Scientific classification
- Kingdom: Plantae
- Clade: Tracheophytes
- Clade: Angiosperms
- Clade: Eudicots
- Clade: Asterids
- Order: Asterales
- Family: Asteraceae
- Genus: Bidens
- Species: B. bidentoides
- Binomial name: Bidens bidentoides (Nutt.) Britton
- Synonyms: Bidens bidentoides var. mariana (S.F.Blake) Sherff; Bidens bipinnata var. biternatoides Sherff; Bidens mariana S.F.Blake; Coreopsis bidentoides (Nutt.) Nutt. ex Torr. & A.Gray; Diodonta bidentoides Nutt.;

= Bidens bidentoides =

- Genus: Bidens
- Species: bidentoides
- Authority: (Nutt.) Britton
- Conservation status: G3
- Synonyms: Bidens bidentoides var. mariana (S.F.Blake) Sherff, Bidens bipinnata var. biternatoides Sherff, Bidens mariana S.F.Blake, Coreopsis bidentoides (Nutt.) Nutt. ex Torr. & A.Gray, Diodonta bidentoides Nutt.

Species of flowering plant

Bidens bidentoides (formerly Diodonta bidentoides), commonly called swamp beggar's-ticks and delmarva beggarticks, is an annual, herbaceous, flowering plant in the Asteraceae family. It is native to the northeastern and east-central parts of the United States, the coastal plain of the States of Maryland, Delaware, Pennsylvania, and New Jersey plus the region around the Hudson River estuary in New York.

== Description ==
Bidens bidentoides is an annual herb that typically grows between 10 and 90 cm tall. The opposite, lanceolate, variably toothed leaves are 4–16 cm long and 0.3–3 cm wide. Each flower usually has no ray florets, but there can be up to five. There are between 6 and 30 yellowish disk florets.

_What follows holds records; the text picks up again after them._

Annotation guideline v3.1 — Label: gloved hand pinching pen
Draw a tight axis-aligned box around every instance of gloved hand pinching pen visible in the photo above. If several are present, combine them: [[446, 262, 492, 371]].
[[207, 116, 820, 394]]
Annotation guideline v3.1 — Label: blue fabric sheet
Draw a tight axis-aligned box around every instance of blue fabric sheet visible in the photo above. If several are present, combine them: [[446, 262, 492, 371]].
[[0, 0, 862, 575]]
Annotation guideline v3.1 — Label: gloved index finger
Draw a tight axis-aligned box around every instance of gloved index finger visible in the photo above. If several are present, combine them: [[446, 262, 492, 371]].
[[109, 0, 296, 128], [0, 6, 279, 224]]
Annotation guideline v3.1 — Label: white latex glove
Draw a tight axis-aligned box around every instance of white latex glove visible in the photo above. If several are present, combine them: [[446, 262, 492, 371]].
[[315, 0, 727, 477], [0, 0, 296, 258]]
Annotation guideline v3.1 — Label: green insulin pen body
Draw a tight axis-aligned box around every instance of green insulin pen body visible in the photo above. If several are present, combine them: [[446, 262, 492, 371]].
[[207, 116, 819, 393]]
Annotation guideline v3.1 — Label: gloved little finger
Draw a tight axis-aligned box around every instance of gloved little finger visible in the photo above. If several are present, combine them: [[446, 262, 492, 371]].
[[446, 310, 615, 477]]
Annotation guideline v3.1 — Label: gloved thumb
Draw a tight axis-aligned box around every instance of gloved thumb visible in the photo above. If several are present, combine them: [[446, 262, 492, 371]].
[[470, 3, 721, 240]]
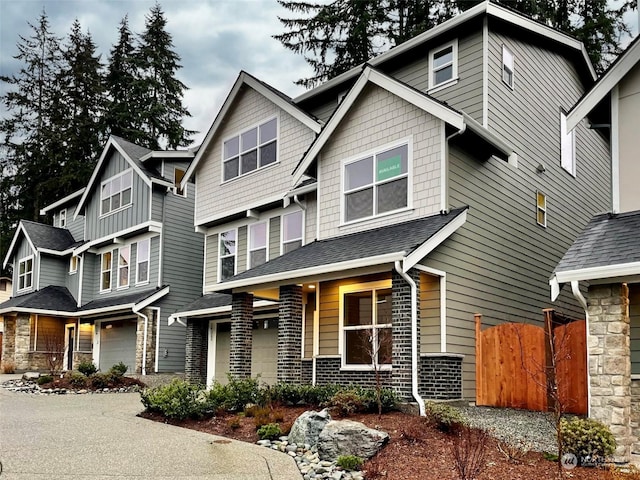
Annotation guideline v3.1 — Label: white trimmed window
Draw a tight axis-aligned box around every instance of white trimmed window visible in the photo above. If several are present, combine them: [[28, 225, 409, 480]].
[[536, 192, 547, 227], [118, 245, 131, 288], [18, 255, 33, 291], [282, 210, 304, 254], [502, 45, 514, 88], [69, 255, 78, 273], [249, 222, 267, 268], [340, 280, 392, 369], [100, 252, 113, 292], [100, 170, 133, 215], [343, 143, 409, 223], [218, 230, 238, 281], [136, 238, 151, 283], [560, 112, 576, 177], [429, 39, 458, 90], [222, 118, 278, 181]]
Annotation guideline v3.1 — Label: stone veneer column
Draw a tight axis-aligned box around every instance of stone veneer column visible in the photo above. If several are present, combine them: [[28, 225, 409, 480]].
[[277, 285, 302, 383], [184, 319, 209, 385], [391, 269, 420, 401], [229, 293, 253, 378], [588, 284, 633, 462]]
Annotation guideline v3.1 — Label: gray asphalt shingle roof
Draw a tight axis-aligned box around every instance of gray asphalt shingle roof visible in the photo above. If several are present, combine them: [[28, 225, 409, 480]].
[[555, 211, 640, 272], [228, 207, 468, 283]]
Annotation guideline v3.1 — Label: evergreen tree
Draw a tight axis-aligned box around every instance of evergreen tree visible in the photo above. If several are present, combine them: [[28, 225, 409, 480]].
[[105, 16, 143, 143], [136, 3, 195, 149]]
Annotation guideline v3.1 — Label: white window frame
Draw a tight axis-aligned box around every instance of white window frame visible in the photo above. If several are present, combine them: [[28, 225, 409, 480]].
[[99, 250, 114, 293], [58, 208, 67, 228], [338, 279, 392, 371], [280, 210, 305, 255], [536, 190, 547, 228], [18, 255, 35, 292], [501, 45, 515, 90], [100, 168, 133, 217], [136, 238, 151, 285], [247, 220, 269, 268], [220, 115, 280, 183], [218, 228, 238, 282], [429, 38, 458, 93], [117, 245, 131, 290], [340, 136, 413, 226], [560, 112, 576, 177]]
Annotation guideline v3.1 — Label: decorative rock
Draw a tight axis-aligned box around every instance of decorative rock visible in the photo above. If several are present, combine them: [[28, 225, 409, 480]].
[[289, 408, 331, 445], [317, 420, 389, 461]]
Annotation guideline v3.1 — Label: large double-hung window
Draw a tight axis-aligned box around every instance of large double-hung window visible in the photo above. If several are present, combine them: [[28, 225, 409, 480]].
[[222, 118, 278, 181], [343, 143, 409, 222]]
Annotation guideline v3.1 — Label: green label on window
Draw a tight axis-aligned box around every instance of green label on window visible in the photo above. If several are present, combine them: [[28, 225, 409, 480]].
[[377, 155, 402, 181]]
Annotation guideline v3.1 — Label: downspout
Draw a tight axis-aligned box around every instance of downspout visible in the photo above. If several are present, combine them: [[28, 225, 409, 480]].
[[571, 280, 591, 416], [395, 260, 426, 417]]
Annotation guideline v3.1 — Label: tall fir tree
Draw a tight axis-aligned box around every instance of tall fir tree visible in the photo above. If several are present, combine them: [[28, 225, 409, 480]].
[[58, 20, 106, 193], [136, 3, 195, 149]]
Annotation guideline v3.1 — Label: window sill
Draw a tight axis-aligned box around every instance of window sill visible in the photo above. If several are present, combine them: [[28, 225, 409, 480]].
[[427, 77, 460, 95]]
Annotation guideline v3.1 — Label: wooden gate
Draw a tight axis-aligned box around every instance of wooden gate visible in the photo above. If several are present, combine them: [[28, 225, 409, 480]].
[[475, 310, 587, 414]]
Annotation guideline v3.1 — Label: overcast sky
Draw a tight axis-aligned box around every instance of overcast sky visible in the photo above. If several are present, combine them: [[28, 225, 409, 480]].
[[0, 0, 638, 147]]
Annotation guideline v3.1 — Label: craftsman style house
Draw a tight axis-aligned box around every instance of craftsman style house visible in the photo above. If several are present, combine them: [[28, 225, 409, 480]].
[[550, 34, 640, 464], [170, 2, 610, 412], [0, 137, 202, 374]]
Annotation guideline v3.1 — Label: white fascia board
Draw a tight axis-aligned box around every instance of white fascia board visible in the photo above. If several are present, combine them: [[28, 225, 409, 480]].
[[205, 251, 405, 293], [567, 41, 640, 131], [40, 188, 86, 215], [402, 210, 467, 272]]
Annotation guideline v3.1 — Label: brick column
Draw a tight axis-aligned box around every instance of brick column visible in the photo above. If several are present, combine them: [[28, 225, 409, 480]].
[[391, 269, 420, 401], [184, 319, 209, 385], [587, 284, 633, 462], [229, 293, 253, 378], [277, 285, 302, 383]]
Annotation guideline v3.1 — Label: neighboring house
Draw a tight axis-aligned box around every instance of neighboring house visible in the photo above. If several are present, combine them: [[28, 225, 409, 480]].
[[0, 136, 202, 374], [171, 2, 610, 412], [550, 37, 640, 463]]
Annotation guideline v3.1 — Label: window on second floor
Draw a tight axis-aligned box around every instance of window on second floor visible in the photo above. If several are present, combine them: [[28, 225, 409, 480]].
[[343, 143, 410, 222], [429, 40, 458, 90], [222, 118, 278, 181], [18, 255, 33, 291], [282, 210, 304, 254], [100, 252, 113, 292], [136, 238, 151, 284], [249, 222, 267, 268], [118, 245, 131, 288], [100, 170, 133, 215], [218, 230, 237, 281]]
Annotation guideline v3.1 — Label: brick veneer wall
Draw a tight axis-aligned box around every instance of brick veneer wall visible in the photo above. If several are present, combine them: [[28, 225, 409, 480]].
[[418, 354, 463, 400], [277, 285, 302, 382]]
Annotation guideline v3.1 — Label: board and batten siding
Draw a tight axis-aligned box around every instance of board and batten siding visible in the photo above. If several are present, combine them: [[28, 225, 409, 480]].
[[153, 189, 204, 372], [317, 84, 443, 238], [195, 86, 315, 225], [84, 152, 151, 240]]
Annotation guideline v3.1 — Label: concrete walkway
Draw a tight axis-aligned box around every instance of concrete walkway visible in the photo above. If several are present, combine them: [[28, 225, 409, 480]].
[[0, 375, 301, 480]]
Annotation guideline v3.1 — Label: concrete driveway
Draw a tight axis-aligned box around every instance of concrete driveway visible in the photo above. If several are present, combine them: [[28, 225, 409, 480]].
[[0, 375, 301, 480]]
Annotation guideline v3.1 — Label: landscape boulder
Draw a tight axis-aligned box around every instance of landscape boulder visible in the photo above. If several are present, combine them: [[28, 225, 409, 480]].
[[289, 408, 331, 445], [317, 420, 389, 461]]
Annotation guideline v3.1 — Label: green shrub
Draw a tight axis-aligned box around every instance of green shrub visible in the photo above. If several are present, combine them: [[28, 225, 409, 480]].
[[560, 418, 616, 464], [36, 375, 53, 385], [258, 423, 282, 440], [140, 379, 208, 420], [425, 402, 468, 433], [78, 361, 98, 377], [336, 455, 364, 471], [109, 362, 129, 377]]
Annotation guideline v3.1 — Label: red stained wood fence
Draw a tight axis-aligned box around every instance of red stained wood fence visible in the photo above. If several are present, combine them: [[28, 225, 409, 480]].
[[475, 310, 587, 414]]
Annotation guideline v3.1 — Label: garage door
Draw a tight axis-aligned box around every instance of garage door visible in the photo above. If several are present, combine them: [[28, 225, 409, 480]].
[[100, 319, 137, 373]]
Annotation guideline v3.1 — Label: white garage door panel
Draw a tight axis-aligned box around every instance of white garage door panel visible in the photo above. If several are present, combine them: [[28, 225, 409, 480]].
[[100, 320, 136, 373]]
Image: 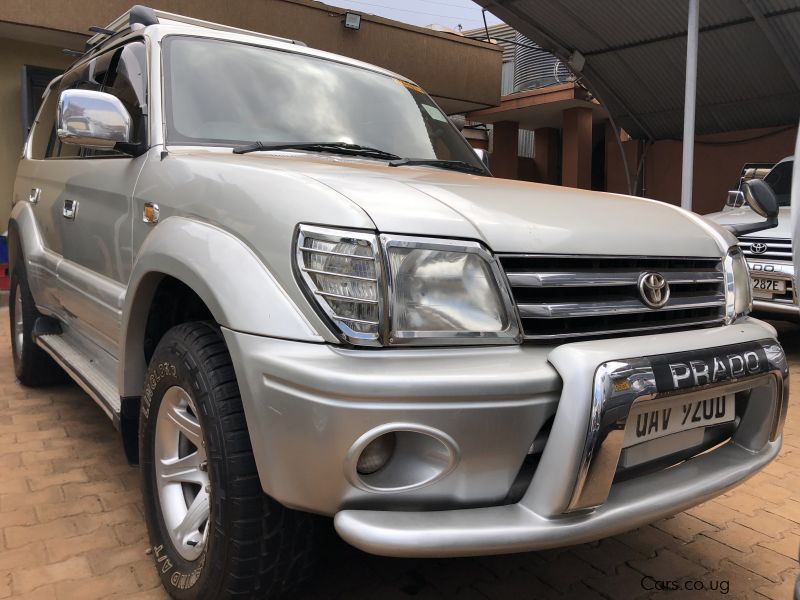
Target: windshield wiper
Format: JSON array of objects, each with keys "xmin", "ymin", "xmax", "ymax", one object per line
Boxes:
[
  {"xmin": 233, "ymin": 142, "xmax": 400, "ymax": 160},
  {"xmin": 389, "ymin": 158, "xmax": 487, "ymax": 175}
]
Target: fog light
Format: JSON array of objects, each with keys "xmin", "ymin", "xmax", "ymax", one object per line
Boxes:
[{"xmin": 351, "ymin": 431, "xmax": 397, "ymax": 475}]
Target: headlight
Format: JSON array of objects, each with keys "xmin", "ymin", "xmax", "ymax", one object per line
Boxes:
[
  {"xmin": 725, "ymin": 247, "xmax": 753, "ymax": 323},
  {"xmin": 296, "ymin": 225, "xmax": 519, "ymax": 345}
]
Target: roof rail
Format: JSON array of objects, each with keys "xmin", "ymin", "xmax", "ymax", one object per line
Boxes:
[{"xmin": 86, "ymin": 4, "xmax": 306, "ymax": 51}]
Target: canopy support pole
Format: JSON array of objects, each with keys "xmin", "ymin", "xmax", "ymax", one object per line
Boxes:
[{"xmin": 681, "ymin": 0, "xmax": 700, "ymax": 210}]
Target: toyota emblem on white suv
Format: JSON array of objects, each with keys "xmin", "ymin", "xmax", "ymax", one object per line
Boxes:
[{"xmin": 639, "ymin": 272, "xmax": 669, "ymax": 308}]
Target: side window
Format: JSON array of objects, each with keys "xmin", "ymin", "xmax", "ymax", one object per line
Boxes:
[{"xmin": 30, "ymin": 86, "xmax": 58, "ymax": 160}]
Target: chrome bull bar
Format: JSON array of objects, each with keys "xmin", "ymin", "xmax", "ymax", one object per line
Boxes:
[{"xmin": 566, "ymin": 340, "xmax": 789, "ymax": 512}]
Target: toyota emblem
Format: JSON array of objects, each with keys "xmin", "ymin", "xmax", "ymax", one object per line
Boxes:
[{"xmin": 639, "ymin": 272, "xmax": 669, "ymax": 308}]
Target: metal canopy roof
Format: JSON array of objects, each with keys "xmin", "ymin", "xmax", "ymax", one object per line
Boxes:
[{"xmin": 475, "ymin": 0, "xmax": 800, "ymax": 139}]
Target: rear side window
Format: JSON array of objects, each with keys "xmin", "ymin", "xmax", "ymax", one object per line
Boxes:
[
  {"xmin": 29, "ymin": 87, "xmax": 58, "ymax": 160},
  {"xmin": 102, "ymin": 42, "xmax": 147, "ymax": 142},
  {"xmin": 764, "ymin": 160, "xmax": 794, "ymax": 206}
]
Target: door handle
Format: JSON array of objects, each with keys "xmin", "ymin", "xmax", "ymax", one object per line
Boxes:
[{"xmin": 61, "ymin": 200, "xmax": 78, "ymax": 221}]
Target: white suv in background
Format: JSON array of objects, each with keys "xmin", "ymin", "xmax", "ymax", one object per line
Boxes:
[{"xmin": 706, "ymin": 156, "xmax": 800, "ymax": 320}]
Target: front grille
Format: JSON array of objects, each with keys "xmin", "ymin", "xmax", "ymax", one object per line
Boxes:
[
  {"xmin": 739, "ymin": 237, "xmax": 792, "ymax": 262},
  {"xmin": 500, "ymin": 255, "xmax": 725, "ymax": 340}
]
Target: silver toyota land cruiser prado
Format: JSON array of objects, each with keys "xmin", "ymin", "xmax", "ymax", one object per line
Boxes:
[{"xmin": 9, "ymin": 7, "xmax": 788, "ymax": 598}]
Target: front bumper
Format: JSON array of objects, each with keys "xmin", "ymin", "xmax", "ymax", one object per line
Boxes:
[{"xmin": 224, "ymin": 319, "xmax": 788, "ymax": 556}]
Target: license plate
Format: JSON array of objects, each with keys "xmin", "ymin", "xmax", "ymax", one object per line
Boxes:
[
  {"xmin": 623, "ymin": 396, "xmax": 735, "ymax": 448},
  {"xmin": 753, "ymin": 277, "xmax": 786, "ymax": 298}
]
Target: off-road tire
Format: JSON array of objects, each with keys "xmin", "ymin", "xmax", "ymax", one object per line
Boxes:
[
  {"xmin": 139, "ymin": 322, "xmax": 318, "ymax": 600},
  {"xmin": 8, "ymin": 264, "xmax": 66, "ymax": 387}
]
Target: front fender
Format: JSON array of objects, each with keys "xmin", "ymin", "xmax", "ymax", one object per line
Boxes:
[{"xmin": 119, "ymin": 217, "xmax": 329, "ymax": 396}]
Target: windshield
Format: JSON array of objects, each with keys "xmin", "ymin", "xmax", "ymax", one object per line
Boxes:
[
  {"xmin": 164, "ymin": 36, "xmax": 483, "ymax": 168},
  {"xmin": 764, "ymin": 160, "xmax": 794, "ymax": 206}
]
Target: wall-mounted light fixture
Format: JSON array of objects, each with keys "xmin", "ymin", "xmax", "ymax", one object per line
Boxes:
[{"xmin": 344, "ymin": 13, "xmax": 361, "ymax": 29}]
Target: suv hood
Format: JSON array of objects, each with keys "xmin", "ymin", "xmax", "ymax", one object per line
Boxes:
[
  {"xmin": 298, "ymin": 159, "xmax": 724, "ymax": 256},
  {"xmin": 177, "ymin": 149, "xmax": 736, "ymax": 257},
  {"xmin": 706, "ymin": 206, "xmax": 792, "ymax": 240}
]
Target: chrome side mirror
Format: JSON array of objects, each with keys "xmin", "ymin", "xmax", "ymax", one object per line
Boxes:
[
  {"xmin": 742, "ymin": 179, "xmax": 778, "ymax": 219},
  {"xmin": 473, "ymin": 148, "xmax": 489, "ymax": 167},
  {"xmin": 56, "ymin": 90, "xmax": 133, "ymax": 149},
  {"xmin": 727, "ymin": 179, "xmax": 779, "ymax": 237},
  {"xmin": 725, "ymin": 190, "xmax": 744, "ymax": 208}
]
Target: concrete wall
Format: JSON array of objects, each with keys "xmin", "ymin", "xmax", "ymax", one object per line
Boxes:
[
  {"xmin": 0, "ymin": 38, "xmax": 74, "ymax": 233},
  {"xmin": 606, "ymin": 127, "xmax": 797, "ymax": 214}
]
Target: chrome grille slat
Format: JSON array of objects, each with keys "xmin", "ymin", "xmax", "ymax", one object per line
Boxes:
[
  {"xmin": 499, "ymin": 255, "xmax": 725, "ymax": 341},
  {"xmin": 526, "ymin": 318, "xmax": 720, "ymax": 340},
  {"xmin": 739, "ymin": 237, "xmax": 793, "ymax": 262},
  {"xmin": 508, "ymin": 269, "xmax": 725, "ymax": 287},
  {"xmin": 314, "ymin": 290, "xmax": 378, "ymax": 304},
  {"xmin": 300, "ymin": 267, "xmax": 378, "ymax": 281},
  {"xmin": 517, "ymin": 294, "xmax": 725, "ymax": 319}
]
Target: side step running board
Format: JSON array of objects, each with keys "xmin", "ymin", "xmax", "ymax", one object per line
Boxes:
[{"xmin": 34, "ymin": 326, "xmax": 120, "ymax": 429}]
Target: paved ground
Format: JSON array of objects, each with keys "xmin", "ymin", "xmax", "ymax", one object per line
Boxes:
[{"xmin": 0, "ymin": 311, "xmax": 800, "ymax": 600}]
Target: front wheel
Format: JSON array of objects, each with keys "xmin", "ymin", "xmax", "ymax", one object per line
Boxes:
[
  {"xmin": 8, "ymin": 264, "xmax": 66, "ymax": 387},
  {"xmin": 139, "ymin": 322, "xmax": 314, "ymax": 599}
]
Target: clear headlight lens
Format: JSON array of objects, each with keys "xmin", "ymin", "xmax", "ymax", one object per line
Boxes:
[
  {"xmin": 725, "ymin": 248, "xmax": 753, "ymax": 323},
  {"xmin": 381, "ymin": 235, "xmax": 514, "ymax": 344},
  {"xmin": 297, "ymin": 226, "xmax": 382, "ymax": 344},
  {"xmin": 297, "ymin": 225, "xmax": 519, "ymax": 345}
]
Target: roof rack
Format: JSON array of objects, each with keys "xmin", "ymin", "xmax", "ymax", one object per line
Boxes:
[{"xmin": 86, "ymin": 4, "xmax": 306, "ymax": 52}]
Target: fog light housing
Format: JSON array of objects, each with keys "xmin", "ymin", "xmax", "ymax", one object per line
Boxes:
[{"xmin": 356, "ymin": 431, "xmax": 397, "ymax": 475}]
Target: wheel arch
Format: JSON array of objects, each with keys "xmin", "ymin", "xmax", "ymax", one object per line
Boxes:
[{"xmin": 118, "ymin": 217, "xmax": 325, "ymax": 398}]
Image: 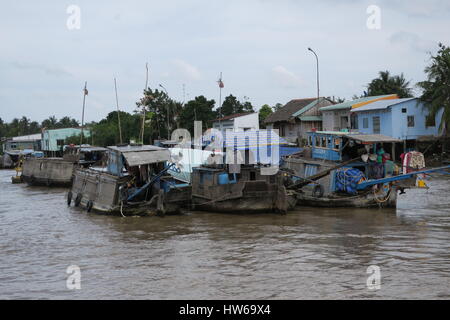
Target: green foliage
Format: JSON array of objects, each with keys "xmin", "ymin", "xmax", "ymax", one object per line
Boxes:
[
  {"xmin": 259, "ymin": 104, "xmax": 273, "ymax": 128},
  {"xmin": 417, "ymin": 43, "xmax": 450, "ymax": 133},
  {"xmin": 367, "ymin": 71, "xmax": 412, "ymax": 98}
]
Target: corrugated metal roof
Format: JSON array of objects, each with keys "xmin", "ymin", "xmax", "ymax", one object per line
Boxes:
[
  {"xmin": 292, "ymin": 97, "xmax": 324, "ymax": 117},
  {"xmin": 214, "ymin": 112, "xmax": 256, "ymax": 122},
  {"xmin": 299, "ymin": 116, "xmax": 322, "ymax": 121},
  {"xmin": 319, "ymin": 94, "xmax": 396, "ymax": 111},
  {"xmin": 123, "ymin": 149, "xmax": 170, "ymax": 167},
  {"xmin": 344, "ymin": 134, "xmax": 402, "ymax": 143},
  {"xmin": 351, "ymin": 98, "xmax": 416, "ymax": 112}
]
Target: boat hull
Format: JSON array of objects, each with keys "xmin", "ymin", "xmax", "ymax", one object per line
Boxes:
[{"xmin": 22, "ymin": 158, "xmax": 75, "ymax": 187}]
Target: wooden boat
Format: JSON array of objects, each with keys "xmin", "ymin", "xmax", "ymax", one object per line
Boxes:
[
  {"xmin": 67, "ymin": 145, "xmax": 191, "ymax": 216},
  {"xmin": 192, "ymin": 165, "xmax": 296, "ymax": 213},
  {"xmin": 22, "ymin": 145, "xmax": 106, "ymax": 187}
]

It typically blooms in September, but can sometimes bloom in August or October.

== Distribution and habitat ==
Bidens bidentoides is native to Delaware, Maryland, New Jersey, New York and Pennsylvania. The plant grows on the borders of streams and estuaries at an elevation of 0–10 metres from sea level.

== Conservation ==
As of November 2024, NatureServe listed Bidens bidentoides as Vulnerable (G3) worldwide. It is threatened by dredging, filling, pollution, housing development and possibly threatened by invasive species such as the purple loosestrife.

In individual states within the United States, it is listed as Critically Imperiled (S1) in Pennsylvania and New Jersey, Possibly Extirpated (SH) in Delaware, and Vulnerable (S3) in New York and Maryland.

== Taxonomy ==
Bidens bidentoides was first named and described as Diodonta bidentoides in 1841 by Thomas Nuttall in the Trans. Amer. Philos. Soc., n.s publication. It was moved to the genus Bidens, with the species epithet kept the same, by Nathaniel Lord Britton in 1893 in the Bulletin of the Torrey Botanical Club.